I kept my name. I still get stubborn relatives of dh mine manage fine who insist on cards etc to mrs hisname when i'm dr myname.

As to the kids taking hisname, we did discuss it but as dh has been divorced, he felt very strongly as his name is a very strong link to the dsc- he doesn't live with them, is left out of the loop with schools and gp's etc. it's hard enough as it is, and he felt if they had a different name he'd struggle to get people to accept he's their father, and he'd have even more legal issues.

I agreed. if we split it's 99.9% certain that a court would award me rp, as their mum.

JassyRadlett · 02/01/2017 09:32

Speaking as a teacher it makes life so much easier if families could share the same name, so dad is Smith, Mum is Smith and child is Smith.
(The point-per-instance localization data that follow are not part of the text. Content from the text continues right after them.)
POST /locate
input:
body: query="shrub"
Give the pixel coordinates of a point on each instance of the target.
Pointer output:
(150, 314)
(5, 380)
I don't really care whose common name is used as long as it's common.

Surprisingly, I'm not all that interested in changing my name, principles and identity to save a teacher the bother of looking up my name on the thousands of pieces of paper on which I've provided the information, or having a decent records system, or the two seconds at parents' evening it would take to ask 'what would you like me to call you?'

How do you manage unmarried parents, then? The horror!